With the parameter grid we've created and cross-validation, we're about to test 30 different models and take the best one!

In [13]:
gs.fit(train_values_subset, train_labels.heart_disease_present)
Out[13]:
GridSearchCV(cv=3, error_score='raise',
       estimator=Pipeline(memory=None,
     steps=[('scale', StandardScaler(copy=True, with_mean=True, with_std=True)), ('logistic', LogisticRegression(C=1.0, class_weight=None, dual=False, fit_intercept=True,
          intercept_scaling=1, max_iter=100, multi_class='ovr', n_jobs=1,
          penalty='l2', random_state=None, solver='liblinear', tol=0.0001,
          verbose=0, warm_start=False))]),
       fit_params=None, iid=True, n_jobs=1,
       param_grid={'logistic__C': [0.0001, 0.001, 0.01, 1, 10], 'logistic__penalty': ['l1', 'l2']},
       pre_dispatch='2*n_jobs', refit=True, return_train_score='warn',
       scoring=None, verbose=0)

Let's take a look at the best parameters.

In [14]:
gs.best_params_
Out[14]:
{'logistic__C': 1, 'logistic__penalty': 'l2'}

And the in-sample log loss score. Notice that since log loss wants the class probilities we call predict_proba and not simply predict, which would return the predicted labels, not their probabilites.

In [15]:
from sklearn.metrics import log_loss

in_sample_preds = gs.predict_proba(train_values[selected_features])
log_loss(train_labels.heart_disease_present, in_sample_preds)
Out[15]:
0.546686009615344

Time to Predict and Submit

For the log loss, we'll be using the class probabilities, not the class predictions. This means we call the predict_proba method as above. Further, we'll take every row in the second column, which corresponds to the positive case of heart_disease_present.

Let's load up the data, process it, and see what we get on the leaderboard.

In [16]:
test_values = pd.read_csv(DATA_DIR / 'test_values.csv', index_col='patient_id')

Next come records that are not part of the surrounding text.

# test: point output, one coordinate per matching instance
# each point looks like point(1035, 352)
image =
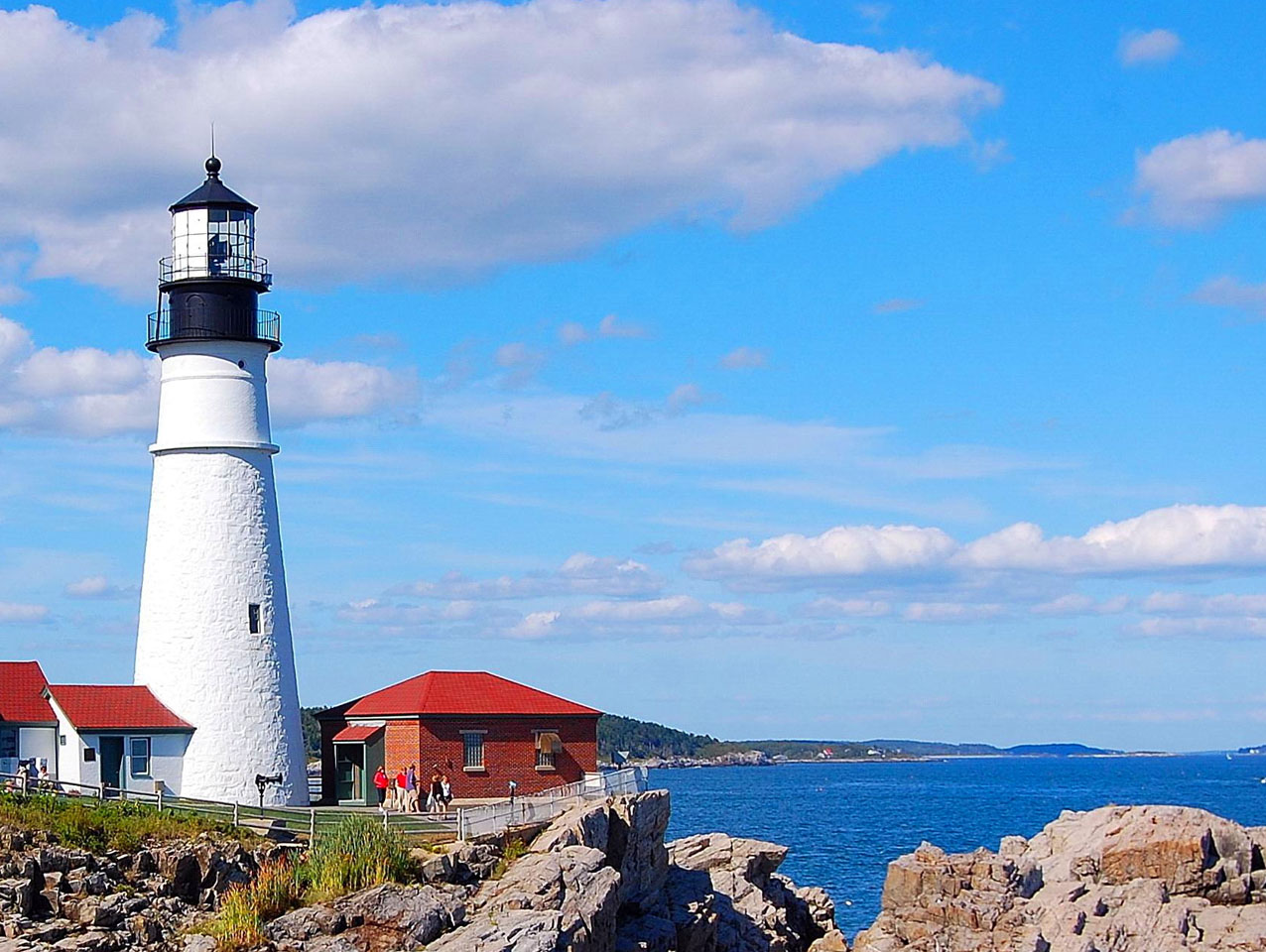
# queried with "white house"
point(28, 727)
point(115, 735)
point(119, 736)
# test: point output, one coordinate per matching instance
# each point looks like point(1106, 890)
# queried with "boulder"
point(753, 907)
point(571, 896)
point(1127, 879)
point(416, 913)
point(636, 847)
point(585, 824)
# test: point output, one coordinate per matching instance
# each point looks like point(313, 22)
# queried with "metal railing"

Select the subset of features we used to train the model.

In [17]:
test_values_subset = test_values[selected_features]

Make Predictions

Again, note that we take only the second column.

In [18]:
predictions = gs.predict_proba(test_values_subset)[:, 1]

Save Submission

We can use the column name and index from the submission format to ensure our predictions are in the form.

In [19]:
submission_format = pd.read_csv(DATA_DIR / 'submission_format.csv', index_col='patient_id')
In [20]:
my_submission = pd.DataFrame(data=predictions,
                             columns=submission_format.columns,
                             index=submission_format.index)
In [21]:
my_submission.head()
Out[21]:
heart_disease_present
patient_id
olalu7 0.604407
z9n6mx 0.053553
5k4413 0.752436
mrg7q5 0.097412
uki4do 0.791249
In [22]:
my_submission.to_csv('submission.csv')

Check the head of the saved file

In [23]:
!head submission.csv
patient_id,heart_disease_present
olalu7,0.6044072540043635
z9n6mx,0.05355289481734789
5k4413,0.7524357630080116
mrg7q5,0.09741203030747234
uki4do,0.7912486789601635
kev1sk,0.08747047862618101
9n6let,0.5409852616595142
jxmtyg,0.6565676676376131
51s2ff,0.301744665671968

Submit to leaderboard

Woohoo! It's a start! And that's exactly what we intend with these benchmarks. We're sure you'll be able to top this model in no time, and we can't wait to see what you come up with. Happy importing!